What degree of resolution is required?
Depending on your study, high resolution may be important. Maybe you need to distinguish between different tumor nodules or precisely map the tumor region infected by an oncolytic virus. Intravital microscopy provides the highest resolution, but it is restricted to a very limited region of the animal. Photoacoustic imaging also provides superior resolution but resolution decreases quickly with depth of signal. The sodium iodide symporter NIS and the other nuclear reporters have excellent 3D resolution that is maintained at any depth of signal. While technological advancements have made tomographic modeling of optical imaging possible, these images are still surface weighted and of relatively low resolution.
Does an immunocompetent model need to be used?
Any immunogenic reporter has the potential to cause tumor rejection in immunocompetent animals. Therefore, if your study requires an immunocompetent model, especially if it is a longitudinal study, a nonimmunogenic reporter is recommended. Fluorescent proteins, iRFP, luciferase, and the nuclear reporter Herpes Simplex Virus Thymidine Kinase (HSVTK) are immunogenic in mammals. The other nuclear reporters and tyrosinase have an advantage in that they are nonimmunogenic if properly species matched; Imanis offers a number of different species-specific NIS reporter genes. Check out our Science Talk blog “Betting against Immunology: Choosing the right reporter gene for your oncology models” for a more detailed discussion on how reporter immunogenicity can effect imaging studies.
Do you need quantitative results?
Sometimes having quantitative results are important. Like if you want to compare the efficiency of different gene therapy delivery methods. One of the major advantages of NIS and other nuclear reporters is that they provide fully quantitative results.
What are the target tissues/organs?
Knowing where you will be looking for signal is important for two reasons: reporters have different depths of signal penetration and signal background can be a problem for certain reporters in specific organs. The signal from optical reporters is easily attenuated. Therefore, these reporters aren’t good for deep tissue imaging or imaging in large animals. In contrast, the nuclear reporters have an unlimited depth of signal penetration, making them good for deep tissue imaging and imaging in larger animals and humans. Because most of the nuclear reporters are endogenously expressed in certain tissues in mammals, consideration must be given to the target organ and whether there is expected to be high background in that tissue. Check out our nuclear reporters page for general guidelines about matching nuclear reporters and target tissues.
Do you want imaging that is translatable to clinical?
Maybe a mouse is all you’re interested in, but maybe you want imaging that’s translatable to the clinic. Optical imaging and photoacoustic imaging of tyrosinase is strictly pre-clinical. Since human variants exist for many of the nuclear reporters and many of the radiotracers are already approved for use in humans, these reporters can be translated to the clinic.
What equipment and reagents are required?
Because imaging equipment is expensive, it is important to consider what imaging equipment is already available at your institution. NIS and other nuclear reporters are imaged with a SPECT or PET machine, and co-imaging with CT or MRI is generally recommended to correlate reporter signal with anatomical location. Luciferase and near-infrared fluorescent protein (iRFP) are imaged with an optical imager equipped with a cooled CCD camera. Other fluorescent proteins (e.g. eGFP, DsRed) can also be imaged using an optical imager, though whole animal imaging is not recommended due to high background autofluorescence. Instead, in-life imaging of fluorescent proteins can be done using an intravital microscope. Post-mortem analysis of fluorescent cells is common and requires either a conventional fluorescence microscope or a flow cytometer. For imaging with iRFP and other fluorescent proteins, it is important to verify that the equipment has the necessary lasers/light sources and filters sets needed for the particular fluorescent protein being used. Tyrosinase imaging requires a photoacoustic imaging system.

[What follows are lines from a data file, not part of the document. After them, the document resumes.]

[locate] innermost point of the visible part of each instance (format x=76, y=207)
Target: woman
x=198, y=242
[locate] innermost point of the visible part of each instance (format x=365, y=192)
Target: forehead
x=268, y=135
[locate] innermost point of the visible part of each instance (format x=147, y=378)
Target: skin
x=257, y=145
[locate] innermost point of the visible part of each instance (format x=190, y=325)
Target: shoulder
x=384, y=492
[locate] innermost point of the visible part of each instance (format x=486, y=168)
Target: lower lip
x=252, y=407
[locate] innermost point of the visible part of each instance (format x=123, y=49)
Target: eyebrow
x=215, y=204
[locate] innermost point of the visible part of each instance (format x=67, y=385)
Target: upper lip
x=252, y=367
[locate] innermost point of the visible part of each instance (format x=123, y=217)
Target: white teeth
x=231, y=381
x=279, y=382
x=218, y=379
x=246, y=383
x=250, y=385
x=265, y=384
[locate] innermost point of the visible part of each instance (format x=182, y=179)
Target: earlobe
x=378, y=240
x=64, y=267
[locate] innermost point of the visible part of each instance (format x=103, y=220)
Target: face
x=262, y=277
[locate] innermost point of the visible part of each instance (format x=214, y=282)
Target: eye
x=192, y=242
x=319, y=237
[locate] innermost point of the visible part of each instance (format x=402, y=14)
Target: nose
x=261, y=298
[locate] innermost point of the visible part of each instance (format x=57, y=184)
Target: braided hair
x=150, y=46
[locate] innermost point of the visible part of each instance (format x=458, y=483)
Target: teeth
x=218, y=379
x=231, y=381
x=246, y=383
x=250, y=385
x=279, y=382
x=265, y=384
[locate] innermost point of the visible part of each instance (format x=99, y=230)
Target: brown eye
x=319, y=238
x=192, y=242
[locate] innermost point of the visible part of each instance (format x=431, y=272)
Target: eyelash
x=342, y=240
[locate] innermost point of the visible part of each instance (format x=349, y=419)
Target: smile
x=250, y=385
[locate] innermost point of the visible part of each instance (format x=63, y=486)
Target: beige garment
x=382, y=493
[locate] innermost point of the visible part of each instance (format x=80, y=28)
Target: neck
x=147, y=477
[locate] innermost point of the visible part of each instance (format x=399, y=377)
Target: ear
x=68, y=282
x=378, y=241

Imaging of tyrosinase and fluorescent proteins, including iRFP, does not require additional reagents. Luciferase imaging requires the substrate d-luciferin, which is readily available and relatively inexpensive. Imaging of the nuclear reporters requires an appropriate radiotracer. Depending on your institution, the availability of certain radiotracers may be limited as may be the facilities/training needed to work with specific radioisotopes. Check out our nuclear reporters page, for more information on which radiotracers are used for the different nuclear reporters.

How easy does your imaging need to be?
Some imaging equipment and techniques can be difficult to master. Optical imaging and analysis tends to be easier than nuclear imaging or photoacoustic imaging. Optical imaging also tends to be higher throughput than the other methods, providing more rapid analysis. If your feeling overwhelmed thinking about imaging, the good news is that Imanis can help with your imaging study or image analysis.
Have you considered multi-modality imaging?
Maybe you want the ultimate sensitivity and the ultimate spatial resolution? Or maybe you just want to confirm your results using a different reporter? Then don’t restrict yourself to a single reporter gene. Using multiple reporters provides the flexibility to image using multiple modalities, so you can, for example, get the sensitivity of luciferase paired with the high resolution tomographic imaging of NIS. Fluorescent proteins can be used to conveniently confirm in vivo imaging results through post-mortem analysis of tissues or samples.

General Conclusions:

Nuclear reporters tend to be the most versatile of the reporters and provide excellent imaging for a wide variety of applications. However, they require very specialized and expensive equipment and have a steeper learning curve than the optical reporters.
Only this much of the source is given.